Sect commissioner Ursula Caberta sees deficiencies in the downtown district office. Business sector speaks up.

Hamburg, Germany
January 5, 2002
Welt am Sonntag

by Martin Kopp

The problems with Scientology's exhibit downtown are getting bigger: on Friday morning the cult opened a "What is Scientology?" exhibit in the "Café Seeterrassen in Planten un Blomen." Meeting between the downtown district office and the business manager to prevent the event had no effect (as reported by "die Welt"). Now the Interior Ministry's sect commissioner, Ursula Caberta, has accused the office of not doing enough.

"More could have and should have been done," said Caberta. If the DVU would have wanted to organize an exhibit there, people would have taken basic action against it." Caberta stated that she had already notified the downtown office on Thursday morning, after she learned about the exhibit. There was a little consultation, and, according to the Task Force on Scientology, there was enough margin in the contract to end the engagement. The contract said that the use of the cafe complex with a view of the park should not be incompatible with use of the park itself.

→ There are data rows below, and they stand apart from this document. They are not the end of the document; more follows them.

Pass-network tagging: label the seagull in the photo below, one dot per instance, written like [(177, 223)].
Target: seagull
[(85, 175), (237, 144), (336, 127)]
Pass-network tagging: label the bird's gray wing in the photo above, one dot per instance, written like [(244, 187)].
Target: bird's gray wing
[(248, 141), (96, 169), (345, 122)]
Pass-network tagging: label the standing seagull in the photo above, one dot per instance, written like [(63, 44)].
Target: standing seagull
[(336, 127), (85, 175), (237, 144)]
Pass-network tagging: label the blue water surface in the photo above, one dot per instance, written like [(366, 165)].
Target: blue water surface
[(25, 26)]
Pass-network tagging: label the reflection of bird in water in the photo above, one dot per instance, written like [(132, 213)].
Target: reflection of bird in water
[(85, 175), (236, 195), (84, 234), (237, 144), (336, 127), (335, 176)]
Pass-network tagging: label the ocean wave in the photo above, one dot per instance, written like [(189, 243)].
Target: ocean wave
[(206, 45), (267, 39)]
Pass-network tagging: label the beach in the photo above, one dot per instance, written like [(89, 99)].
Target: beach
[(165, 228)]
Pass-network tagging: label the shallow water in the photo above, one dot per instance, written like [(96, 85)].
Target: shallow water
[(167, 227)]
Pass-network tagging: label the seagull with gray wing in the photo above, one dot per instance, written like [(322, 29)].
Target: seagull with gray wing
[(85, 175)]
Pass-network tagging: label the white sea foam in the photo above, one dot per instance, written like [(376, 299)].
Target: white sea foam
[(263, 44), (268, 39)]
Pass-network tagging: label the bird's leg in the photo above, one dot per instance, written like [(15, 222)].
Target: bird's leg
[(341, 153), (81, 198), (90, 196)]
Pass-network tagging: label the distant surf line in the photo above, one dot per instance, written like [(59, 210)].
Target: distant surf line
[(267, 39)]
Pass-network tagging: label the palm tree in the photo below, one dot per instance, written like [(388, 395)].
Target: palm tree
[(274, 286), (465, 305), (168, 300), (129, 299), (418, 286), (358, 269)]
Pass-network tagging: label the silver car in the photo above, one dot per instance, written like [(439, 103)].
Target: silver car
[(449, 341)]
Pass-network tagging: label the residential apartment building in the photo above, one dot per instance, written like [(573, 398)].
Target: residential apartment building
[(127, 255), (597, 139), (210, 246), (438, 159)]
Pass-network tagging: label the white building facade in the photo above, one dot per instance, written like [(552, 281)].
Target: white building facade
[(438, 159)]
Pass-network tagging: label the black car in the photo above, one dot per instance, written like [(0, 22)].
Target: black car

Legal spokesman and downtown district commissary director Georg Cramer defended his decision on Friday and said there was nothing that could have been done about the exhibit. "Mrs. Caberta is overlooking the fact that we are bound by legal matters," said Cramer. He said they appreciated the input from the Task Force on Scientology and had looked it over carefully, but had come to the conclusion that there was not enough grounds to terminate the contract. "The contract has been in effect for ten years, and you can't end that because of a single event. No court in the world would go along with that," said Cramer. But he also said that the exhibit was projecting a poor image upon the park and that they would keep their eye on the manager there.

The manager's name is Felix Thiede, and he sub-leased the "Café Seeterrassen" from his father in summer of 2000. Thiede doesn't want to stop the event: "Scientology is not a legally prohibited organization. As long as nobody is engaging in any criminal behavior here, I see no reason to stop the exhibit." Besides that the vacation season is over. Because of that, he says, the situation is "not so precarious," because there are hardly any visitors to the park. He said he possibly would have felt differently if it would have been summer.

Meanwhile the business sector has also voiced opposition to the Scientology exhibit: "It is bad that the city government couldn't react effectively," said Ulrich Moellers, business manager of the Hamburg Bode Chemie. "We'll have to show some courage on our own." "Moellers now wants to bring the topic up with the board of directors of the industry association.. The "Ring Deutscher Makler" (RDM) has also stepped in: "The district office would have had various alternatives to stop the exhibit," said Peter Landmann, chairman of the Hamburg RDM state association. "I encourage the district office director to to anything he can to close down the exhibit immediately," said Landmann. Scientology plans on holding the exhibit in Hamburg until January 11. Then they move on to Munich.